L’ipocalcemia è una malattia del metabolismo minerale caratterizzata da una diminuzione significativa della concentrazione ematica di calcio nel periodo immediatamente successivo al parto. Insieme alla chetosi e all’acidosi ruminale è considerata tra le più importanti patologie metaboliche del post-parto. In passato era particolarmente comune la forma clinicamente manifesta conosciuta con il termine di collasso puerperale, oggi invece, grazie alle migliori condizioni di management aziendale, è diffusa soprattutto la forma subclinica. L’incidenza è variabile e dipende dalle strategie messe in atto per fronteggiarla efficacemente; in ogni caso le produzioni molto elevate che caratterizzano le bovine di alto valore genetico e la rapidissima montata lattea dopo il parto sono elementi che determinano una condizione di ipocalcemia transitoria che potremmo definire quasi parafisiologica. La deriva patologica è dovuta ad un adattamento dell’organismo insufficiente o troppo lento ai nuovi fabbisogni rapidamente cresciuti.

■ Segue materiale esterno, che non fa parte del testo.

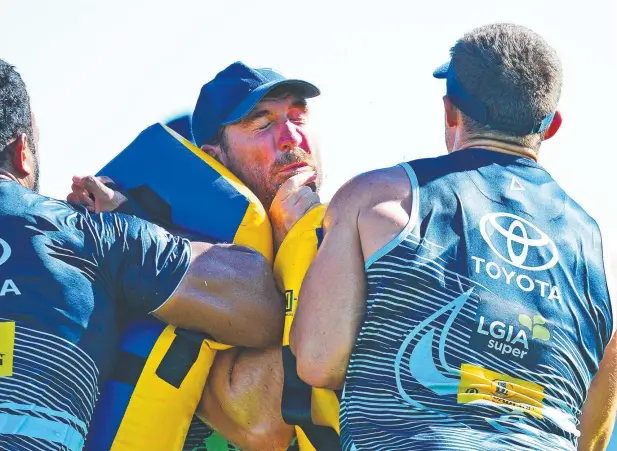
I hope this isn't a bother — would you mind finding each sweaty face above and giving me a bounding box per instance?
[221,95,321,208]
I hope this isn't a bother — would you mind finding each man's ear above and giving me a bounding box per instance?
[443,96,460,127]
[9,133,34,177]
[201,144,227,166]
[544,110,563,141]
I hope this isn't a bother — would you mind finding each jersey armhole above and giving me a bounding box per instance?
[364,163,420,269]
[598,225,617,338]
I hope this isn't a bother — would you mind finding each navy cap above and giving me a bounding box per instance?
[433,61,555,135]
[191,61,320,146]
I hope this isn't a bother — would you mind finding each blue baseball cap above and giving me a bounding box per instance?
[433,61,555,135]
[191,61,320,146]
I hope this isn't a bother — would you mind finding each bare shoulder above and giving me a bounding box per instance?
[325,166,412,261]
[327,166,411,222]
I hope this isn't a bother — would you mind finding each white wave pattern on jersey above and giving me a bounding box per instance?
[0,318,99,451]
[341,234,576,451]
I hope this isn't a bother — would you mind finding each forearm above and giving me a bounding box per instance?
[197,348,294,450]
[154,243,284,347]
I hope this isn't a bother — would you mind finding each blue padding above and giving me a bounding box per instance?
[97,124,249,242]
[84,380,134,451]
[118,317,167,358]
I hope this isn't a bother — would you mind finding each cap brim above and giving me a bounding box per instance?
[221,79,321,125]
[433,61,450,78]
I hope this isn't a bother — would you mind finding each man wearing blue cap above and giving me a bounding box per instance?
[68,62,322,449]
[290,24,617,451]
[74,62,322,254]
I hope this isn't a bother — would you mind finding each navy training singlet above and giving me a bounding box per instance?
[341,149,616,451]
[0,180,190,451]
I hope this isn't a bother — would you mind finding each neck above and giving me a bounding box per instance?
[0,168,19,183]
[453,137,538,161]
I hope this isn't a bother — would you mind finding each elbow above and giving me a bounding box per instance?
[247,254,285,348]
[296,350,347,390]
[241,426,294,451]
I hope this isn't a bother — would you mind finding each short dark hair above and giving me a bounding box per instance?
[0,59,35,164]
[451,23,562,146]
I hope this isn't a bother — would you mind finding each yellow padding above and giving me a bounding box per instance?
[110,326,230,451]
[274,205,340,451]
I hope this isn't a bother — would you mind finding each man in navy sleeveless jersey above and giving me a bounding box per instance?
[0,60,283,451]
[291,24,617,451]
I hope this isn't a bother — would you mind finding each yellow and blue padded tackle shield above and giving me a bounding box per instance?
[86,124,272,451]
[274,205,341,451]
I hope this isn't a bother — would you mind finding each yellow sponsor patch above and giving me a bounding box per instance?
[457,363,545,418]
[0,322,15,377]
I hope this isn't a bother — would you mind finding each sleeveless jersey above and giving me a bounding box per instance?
[341,149,615,451]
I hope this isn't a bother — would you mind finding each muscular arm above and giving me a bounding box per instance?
[154,242,284,347]
[578,334,617,451]
[290,181,366,389]
[196,347,294,451]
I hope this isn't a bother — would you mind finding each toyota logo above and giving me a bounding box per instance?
[480,213,559,271]
[0,238,11,265]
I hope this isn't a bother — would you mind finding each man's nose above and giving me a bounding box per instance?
[279,121,303,152]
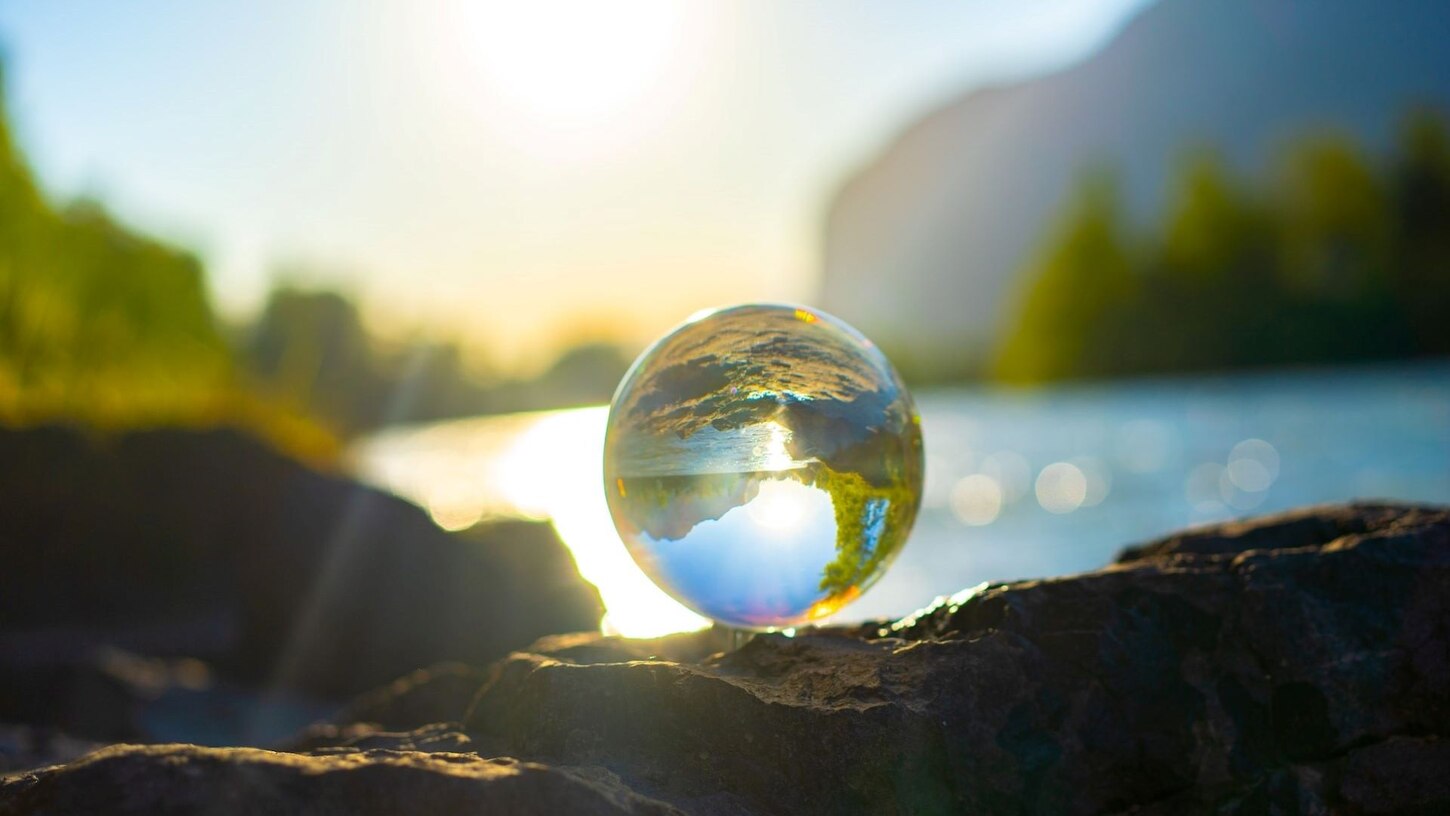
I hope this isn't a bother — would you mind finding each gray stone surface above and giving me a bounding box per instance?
[0,504,1450,815]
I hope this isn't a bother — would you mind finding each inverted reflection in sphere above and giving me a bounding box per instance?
[605,304,922,629]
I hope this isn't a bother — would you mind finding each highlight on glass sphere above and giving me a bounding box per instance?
[605,304,922,629]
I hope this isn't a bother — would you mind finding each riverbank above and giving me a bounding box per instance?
[0,504,1450,816]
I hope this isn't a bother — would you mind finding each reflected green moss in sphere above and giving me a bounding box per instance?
[605,304,922,629]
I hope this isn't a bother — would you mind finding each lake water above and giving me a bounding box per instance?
[354,362,1450,635]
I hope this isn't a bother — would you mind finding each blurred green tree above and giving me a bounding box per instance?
[995,113,1450,381]
[0,67,229,420]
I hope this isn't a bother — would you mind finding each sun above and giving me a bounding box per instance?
[457,0,690,125]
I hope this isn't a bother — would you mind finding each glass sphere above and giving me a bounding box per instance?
[605,304,922,629]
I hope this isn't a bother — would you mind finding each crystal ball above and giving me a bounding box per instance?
[605,304,922,629]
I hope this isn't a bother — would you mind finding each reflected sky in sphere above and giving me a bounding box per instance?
[605,304,922,629]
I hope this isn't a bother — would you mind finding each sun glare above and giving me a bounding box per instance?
[452,0,690,135]
[493,407,709,638]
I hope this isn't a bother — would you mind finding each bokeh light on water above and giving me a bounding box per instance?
[355,364,1450,636]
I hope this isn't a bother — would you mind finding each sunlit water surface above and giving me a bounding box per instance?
[354,364,1450,636]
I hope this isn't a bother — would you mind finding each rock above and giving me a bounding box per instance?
[0,428,600,699]
[0,504,1450,815]
[465,504,1450,813]
[0,745,679,816]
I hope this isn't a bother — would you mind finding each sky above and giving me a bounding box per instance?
[0,0,1148,367]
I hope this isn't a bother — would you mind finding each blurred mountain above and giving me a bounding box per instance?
[821,0,1450,378]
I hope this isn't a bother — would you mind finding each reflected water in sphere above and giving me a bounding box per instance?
[605,304,922,629]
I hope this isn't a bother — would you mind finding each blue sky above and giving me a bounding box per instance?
[0,0,1147,364]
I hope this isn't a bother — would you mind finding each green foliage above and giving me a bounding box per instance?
[0,68,229,429]
[995,115,1450,381]
[813,464,918,604]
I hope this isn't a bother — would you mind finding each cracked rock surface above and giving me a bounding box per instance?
[0,504,1450,815]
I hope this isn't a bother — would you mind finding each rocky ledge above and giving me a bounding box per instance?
[0,504,1450,815]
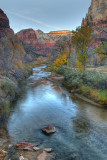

Nell’organismo il calcio viene introdotto per via alimentare ed è quasi totalmente stoccato nelle ossa. Di questo, solo una piccola quantità (15 – 20 grammi) è rapidamente mobilizzabile. Le vie di eliminazione sono molteplici: attraverso le feci e l’urina (circa 8 g al giorno), con la produzione di colostro (1,8 – 2,5 g/L) e latte (1,25 g/L), e durante la gravidanza per lo sviluppo dello scheletro fetale (4 – 5 g al giorno). La quantità totale di calcio nel sangue ammonta a circa 3 g che equivalgono alla calcemia fisiologica di una vacca adulta (8 – 10 mg /dL). Mantenere stabile una quantità così esigua di calcio in un momento fisiologico (il parto) in cui le perdite sono imponenti prevede uno sforzo metabolico particolarmente impegnativo.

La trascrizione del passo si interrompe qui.